Lü:  19.10.     Brun n. + abb.          + 994   2. Abt von Lüneburg

Durch die Series abbatum S. Michealis Luneburgensis als zweiter Abt von St. Michael ausgewiesen. Er kann nur kurz regiert haben, denn sein Vorgänger Liudric (A 62) lebte 991 noch und Brun selbst starb wahrscheinlich 994; vgl. Wedekind, Noten 2, Seite 326. Die Angabe bei Hallinger, Gorze - Kluny, Seite 113, Anm. 3, Brun sei auch im Merseburger Necrolog eingetragen, da dort am 19. Oktober Brun conservus verzeichnet ist, ist deshalb nicht unwahrscheinnlich, weil wohl auch der dritte Lüneburger Abt Gerdag (A 43) in den Necrologien von Merseburg und Magdeburg als einfacher Mönche verzeichnet ist.
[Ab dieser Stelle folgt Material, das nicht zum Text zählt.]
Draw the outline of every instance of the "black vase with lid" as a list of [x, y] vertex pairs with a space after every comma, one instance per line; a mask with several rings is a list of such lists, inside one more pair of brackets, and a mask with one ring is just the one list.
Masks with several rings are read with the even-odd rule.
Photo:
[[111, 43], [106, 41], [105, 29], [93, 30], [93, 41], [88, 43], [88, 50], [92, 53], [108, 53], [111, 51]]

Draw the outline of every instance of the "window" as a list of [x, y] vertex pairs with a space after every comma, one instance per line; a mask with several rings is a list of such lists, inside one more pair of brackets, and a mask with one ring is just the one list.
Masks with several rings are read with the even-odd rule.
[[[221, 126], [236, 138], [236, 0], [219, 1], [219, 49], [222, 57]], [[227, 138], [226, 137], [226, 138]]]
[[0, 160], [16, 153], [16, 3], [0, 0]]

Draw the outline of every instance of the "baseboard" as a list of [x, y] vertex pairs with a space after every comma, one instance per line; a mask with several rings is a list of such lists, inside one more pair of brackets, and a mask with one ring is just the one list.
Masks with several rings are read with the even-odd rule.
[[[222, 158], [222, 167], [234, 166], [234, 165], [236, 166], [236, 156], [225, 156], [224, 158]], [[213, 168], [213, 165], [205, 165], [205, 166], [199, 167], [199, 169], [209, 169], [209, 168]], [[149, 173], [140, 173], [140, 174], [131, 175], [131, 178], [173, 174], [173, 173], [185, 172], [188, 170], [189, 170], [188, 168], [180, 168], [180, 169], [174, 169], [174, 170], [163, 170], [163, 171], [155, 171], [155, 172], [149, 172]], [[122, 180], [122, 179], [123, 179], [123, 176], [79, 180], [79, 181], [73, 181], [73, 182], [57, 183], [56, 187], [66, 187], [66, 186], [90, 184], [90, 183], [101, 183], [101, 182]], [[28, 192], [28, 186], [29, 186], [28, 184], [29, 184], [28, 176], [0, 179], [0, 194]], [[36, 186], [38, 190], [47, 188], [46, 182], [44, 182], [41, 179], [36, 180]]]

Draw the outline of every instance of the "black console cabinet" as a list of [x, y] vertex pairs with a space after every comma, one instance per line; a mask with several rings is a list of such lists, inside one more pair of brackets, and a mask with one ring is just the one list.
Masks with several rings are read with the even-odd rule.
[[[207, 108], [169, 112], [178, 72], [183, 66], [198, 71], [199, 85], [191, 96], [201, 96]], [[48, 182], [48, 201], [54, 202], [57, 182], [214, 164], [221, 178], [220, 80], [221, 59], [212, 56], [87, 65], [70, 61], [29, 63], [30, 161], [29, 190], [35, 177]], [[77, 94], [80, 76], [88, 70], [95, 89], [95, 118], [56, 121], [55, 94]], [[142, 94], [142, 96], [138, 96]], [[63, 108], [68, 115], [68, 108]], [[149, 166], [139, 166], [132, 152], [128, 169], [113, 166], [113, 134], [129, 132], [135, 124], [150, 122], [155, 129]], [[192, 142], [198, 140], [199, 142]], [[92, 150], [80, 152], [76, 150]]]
Damit wäre der Lüneburger Abt Brun aber identisch mit dem Vater des Missionsbischofs Brun von Querfurt, der nach Thietmar (VI, 95) als Mönch verstarb: Pater autem predicti antistitis longe post infirmatus et, ut ipse mihi narravit, precepto filii monachicum suscepit habitum et XIIII Kal. Novembr. in pace quievit; siehe auch die Kommentare G 141 und 142.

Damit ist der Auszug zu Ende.